Il “Codice della navigazione” emanato nel 1942 ancora regola i rapporti fra passeggeri e compagnie di navigazione, naturalmente a completo favore di queste ultime, per cui quando si caricano auto e bagagli su una nave italiana per un viaggio o una vacanza bisogna incrociare le dita. Il Codice stabilisce infatti che la compagnia non è responsabile della perdita o delle avarie dei bagagli e dell’auto “se on quando il passeggero provi che le stesse sono state determinate da una causa imputabile al vettore”. Insomma, se la nave affonda bisogna provare che era una carretta o che è stata colpa del capitano.
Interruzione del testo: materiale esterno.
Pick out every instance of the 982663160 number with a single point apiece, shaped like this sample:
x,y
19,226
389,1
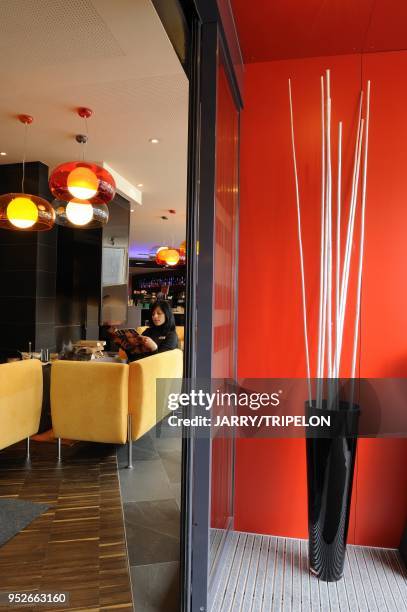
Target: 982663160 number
x,y
25,598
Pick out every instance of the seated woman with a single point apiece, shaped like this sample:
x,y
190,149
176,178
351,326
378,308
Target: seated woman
x,y
160,337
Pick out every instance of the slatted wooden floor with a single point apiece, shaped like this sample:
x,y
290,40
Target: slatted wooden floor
x,y
263,573
78,545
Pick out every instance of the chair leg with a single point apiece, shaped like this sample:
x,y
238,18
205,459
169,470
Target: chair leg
x,y
129,444
27,453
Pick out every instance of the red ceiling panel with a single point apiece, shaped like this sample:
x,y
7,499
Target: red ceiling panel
x,y
280,29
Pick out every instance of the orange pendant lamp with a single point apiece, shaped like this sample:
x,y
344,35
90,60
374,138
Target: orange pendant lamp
x,y
169,256
82,189
166,255
23,211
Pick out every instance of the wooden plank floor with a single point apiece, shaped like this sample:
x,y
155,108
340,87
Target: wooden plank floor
x,y
78,545
265,573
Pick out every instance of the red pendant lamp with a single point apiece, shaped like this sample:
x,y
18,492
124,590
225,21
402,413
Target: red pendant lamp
x,y
82,181
166,255
169,256
23,211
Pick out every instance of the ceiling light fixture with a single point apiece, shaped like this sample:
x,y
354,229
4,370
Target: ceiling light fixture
x,y
80,180
25,211
80,214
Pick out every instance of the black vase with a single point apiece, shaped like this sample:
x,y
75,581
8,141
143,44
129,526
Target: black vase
x,y
330,466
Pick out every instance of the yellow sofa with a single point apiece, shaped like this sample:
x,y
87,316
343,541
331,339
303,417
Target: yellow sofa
x,y
20,401
180,333
112,402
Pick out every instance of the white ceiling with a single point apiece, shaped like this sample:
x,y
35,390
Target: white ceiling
x,y
114,57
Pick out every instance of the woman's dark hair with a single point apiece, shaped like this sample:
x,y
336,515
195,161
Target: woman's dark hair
x,y
169,324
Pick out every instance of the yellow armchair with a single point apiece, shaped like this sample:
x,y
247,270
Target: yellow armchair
x,y
89,401
147,399
112,402
20,401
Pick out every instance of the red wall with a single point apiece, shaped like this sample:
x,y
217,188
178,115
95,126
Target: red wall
x,y
270,474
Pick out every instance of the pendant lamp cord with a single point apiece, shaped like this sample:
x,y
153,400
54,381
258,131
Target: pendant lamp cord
x,y
87,138
24,156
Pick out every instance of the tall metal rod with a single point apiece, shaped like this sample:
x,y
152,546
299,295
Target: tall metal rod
x,y
322,259
329,223
362,234
338,244
297,194
349,237
129,444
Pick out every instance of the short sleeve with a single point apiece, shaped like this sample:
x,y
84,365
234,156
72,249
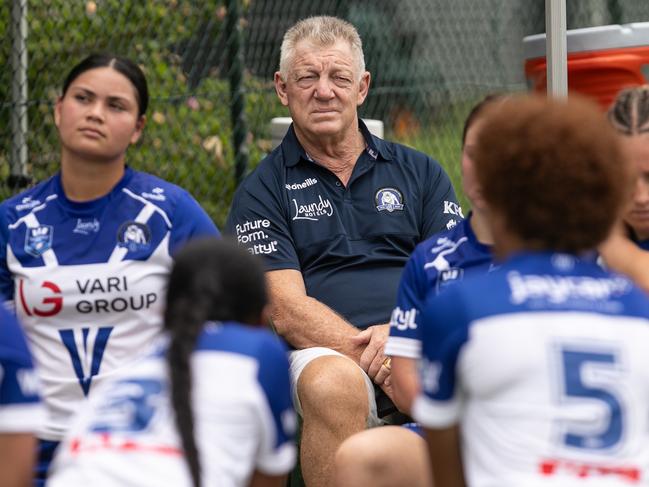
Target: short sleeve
x,y
404,339
444,333
190,221
258,221
20,408
6,279
441,208
277,454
Ma non dovrebbe esserci l’obbligo di un ‘assicurazione? Questo, comunque, è il meno, poiché l’articolo 423 stabilisce anche un limite al risarcimento, che non può essere superiore a 200.000 lire “ciascuna unità di carico”, qualunque sia l’entità del danno, quindi ora 103 euro. Nessuno si è mai preoccupato di aumentare questa cifra, che è ridicola per la perdita di un’ auto o anche solo per eventuali danni subiti durante le operazioni di carico e di scarico.

In verità l’articolo 423 del Codice della navigazione aggiunge che il passeggero può dichiarare all’atto dell’imbarco il valore delle cose trasportate e in questo caso la compagnia è responsabile per l’intero di eventuali danni, a meno che non provi che il valore dichiarato è esagerato. Ma la Sardinia Ferries, per esempio, non accetta dichiarazioni di valore prima dell’imbarco, infischiandosene del Codice della navigazione.